“Our mother is deceased – what do we do with personal items and the contents of the house? “


Our mother passed away a few months ago, following my father who passed away in 2018. We are now planning to sell the family home and divide her assets among her four children, 25 pc each according to her will. Our dilemma is twofold: is it okay for each of us to take all the personal items we want or should we share them equally, and what to do with the contents of the house that are unwanted? Is it better to leave the parts that you do not take yourself and sell them with the house or auction them? There are heavy dressers and ugly “brown” furniture too big for our homes and we don’t know where to start.

Sinead responds: “This is the most common question I get every day,” says Ross O’Sullivan, associate director of Herman’s Auctioneers. “It’s not often that one is faced with the liquidation of an estate and it is a difficult task, especially when people are in mourning. Ninety-nine percent of the homes on the market are sold without content and there is a contractual obligation to allow them to complete the sale in most cases. This, he explains, leaves you with three options:

I disposal of all unwanted objects (disposal is expensive and is equivalent in most average households to putting 5,000 to 10,000 € in the dumpster;

I call a reseller or a second-hand dealer to purchase the content (the reseller’s profit is made from your direct loss, so avoid it);

I have a licensed auctioneer to advise, appraise, auction and dispose of the content (auctioneers work on a commission basis and thus wish to maximize value).

An auctioneer often advises free of charge, by telephone or on call, to assess the value of objects being sold. Look for one that offers “full service,” which means it actually clears the articles on your behalf.

Mr O’Sullivan adds that it is important not to “tidy up” until they arrive, as he has seen items with potential monetary value thrown away as the owner may not be aware of. Being ugly or inappropriate for you doesn’t mean that there isn’t a market for it somewhere.

The appraisal can also provide you with an essential probate requirement, prior to the division of assets, which is to properly appraise the estate.

As for the original petition, the will sounds good, but sharing 25pc requires the executor to be fair to all parties. It looks like you have a lot of items in the house that would benefit from professional appraisal, so I would recommend it.

You can, of course, select all the personal items you want, but to avoid any future acrimony, labeling and detailing everything financially, even if it may seem emotionless, will actually satisfy the income for probate, reassure your brothers and sisters and will execute your parents’ instructions exactly.

My wife and I were married for five years before sadly passing away earlier this year. I live in what used to be “his” house, while “my” house is rented out, which provides me with retirement income. We both had wills, leaving our homes to our respective children (I have three, she had two), but with a conditional clause that allows me to live there all my life. The problem is that while I am in the house, according to his instructions, his two children expect me to pay them rent because it is “their” house.
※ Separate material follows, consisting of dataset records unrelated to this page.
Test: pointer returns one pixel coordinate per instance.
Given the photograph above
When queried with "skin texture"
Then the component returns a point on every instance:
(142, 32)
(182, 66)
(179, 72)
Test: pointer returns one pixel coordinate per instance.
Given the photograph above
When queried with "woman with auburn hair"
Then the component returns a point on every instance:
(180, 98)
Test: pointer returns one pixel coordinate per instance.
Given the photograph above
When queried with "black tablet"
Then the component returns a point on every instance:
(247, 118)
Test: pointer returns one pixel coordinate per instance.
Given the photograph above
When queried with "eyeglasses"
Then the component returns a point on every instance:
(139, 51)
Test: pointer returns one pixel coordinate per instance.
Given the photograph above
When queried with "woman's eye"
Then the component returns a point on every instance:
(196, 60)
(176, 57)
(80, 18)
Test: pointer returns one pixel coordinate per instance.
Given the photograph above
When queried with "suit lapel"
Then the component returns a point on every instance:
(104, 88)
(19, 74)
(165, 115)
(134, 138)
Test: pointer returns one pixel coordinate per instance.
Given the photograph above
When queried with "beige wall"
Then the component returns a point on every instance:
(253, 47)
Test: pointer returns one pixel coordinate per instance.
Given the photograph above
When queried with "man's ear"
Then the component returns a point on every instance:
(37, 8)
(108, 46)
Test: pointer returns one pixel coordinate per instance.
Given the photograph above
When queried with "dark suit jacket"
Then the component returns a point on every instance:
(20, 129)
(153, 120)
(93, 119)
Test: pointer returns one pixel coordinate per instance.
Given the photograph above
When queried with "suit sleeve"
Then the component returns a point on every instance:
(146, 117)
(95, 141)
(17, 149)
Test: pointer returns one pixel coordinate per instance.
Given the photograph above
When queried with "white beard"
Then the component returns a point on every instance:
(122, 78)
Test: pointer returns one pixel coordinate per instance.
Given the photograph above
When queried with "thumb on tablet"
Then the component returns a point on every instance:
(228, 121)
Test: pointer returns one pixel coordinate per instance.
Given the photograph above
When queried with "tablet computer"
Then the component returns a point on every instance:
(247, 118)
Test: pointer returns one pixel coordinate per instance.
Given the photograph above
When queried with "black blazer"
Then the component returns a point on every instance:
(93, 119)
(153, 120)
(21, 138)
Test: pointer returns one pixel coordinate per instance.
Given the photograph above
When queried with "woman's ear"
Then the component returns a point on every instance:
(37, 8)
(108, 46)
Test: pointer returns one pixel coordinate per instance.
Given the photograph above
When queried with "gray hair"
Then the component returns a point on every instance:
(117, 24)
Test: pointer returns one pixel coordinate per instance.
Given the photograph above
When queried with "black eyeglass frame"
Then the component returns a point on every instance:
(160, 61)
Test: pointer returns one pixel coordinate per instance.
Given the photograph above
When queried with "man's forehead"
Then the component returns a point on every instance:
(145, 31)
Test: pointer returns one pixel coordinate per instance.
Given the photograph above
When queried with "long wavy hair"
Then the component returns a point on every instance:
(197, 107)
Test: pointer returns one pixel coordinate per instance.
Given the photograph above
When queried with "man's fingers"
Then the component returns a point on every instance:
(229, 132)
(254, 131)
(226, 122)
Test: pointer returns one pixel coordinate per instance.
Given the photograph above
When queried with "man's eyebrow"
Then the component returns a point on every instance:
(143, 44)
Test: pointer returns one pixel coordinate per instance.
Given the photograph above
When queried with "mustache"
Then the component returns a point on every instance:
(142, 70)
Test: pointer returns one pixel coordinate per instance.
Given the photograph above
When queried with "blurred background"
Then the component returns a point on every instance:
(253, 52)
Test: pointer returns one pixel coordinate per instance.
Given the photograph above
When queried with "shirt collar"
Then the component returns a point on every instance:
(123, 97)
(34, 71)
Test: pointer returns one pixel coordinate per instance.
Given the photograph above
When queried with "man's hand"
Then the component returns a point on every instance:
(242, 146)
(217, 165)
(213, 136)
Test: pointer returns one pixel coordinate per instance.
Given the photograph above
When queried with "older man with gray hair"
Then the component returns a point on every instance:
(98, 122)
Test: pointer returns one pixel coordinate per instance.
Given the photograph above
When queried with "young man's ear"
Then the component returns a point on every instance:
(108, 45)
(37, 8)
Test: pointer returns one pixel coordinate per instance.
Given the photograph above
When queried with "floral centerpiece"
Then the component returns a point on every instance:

I am 70 years old now and I find it very upsetting, but I do not know if they are right to insist on this. My kids obviously don’t want this, but I’m confused.

Sinead responds: It’s sad when family issues arise over wills. The very act of creating one is to let those who stay behind know exactly what you want to happen to your assets. This, your wife did, so it is heartbreaking to find that her children have taken on a different interpretation. I sought advice from William Tilley, Senior Partner at Ivor Fitzpatrick & Co.

“It is common to leave a home for your children by will while allowing a partner / spouse to live there for their entire life. The rights of the person living in the property must be addressed when drafting the will, which, in your situation, appears to have been. There is no simple and straightforward answer to your question, as it largely depends on the specific wording of your late wife’s will.

“It appears your wife included a ‘life interest’ trust, spelling out her wishes in regards to holding assets. This system is frequently set up for second weddings who wish to provide their spouse with a roof over their head, but that in the long term, their children will benefit from the property concerned after the death of their spouse.

“If your wife’s children have been named both trustees and remaining beneficiaries (which appears to be the case), the house is not technically theirs until your death. Therefore, your wife’s children cannot act as landlords and do not have the ability to legally charge you rent. While you might be officially referred to as a “life tenant,” in this case, you are for practical purposes an “owner-occupant” of the house; not a real tenant ”. Call your lawyer.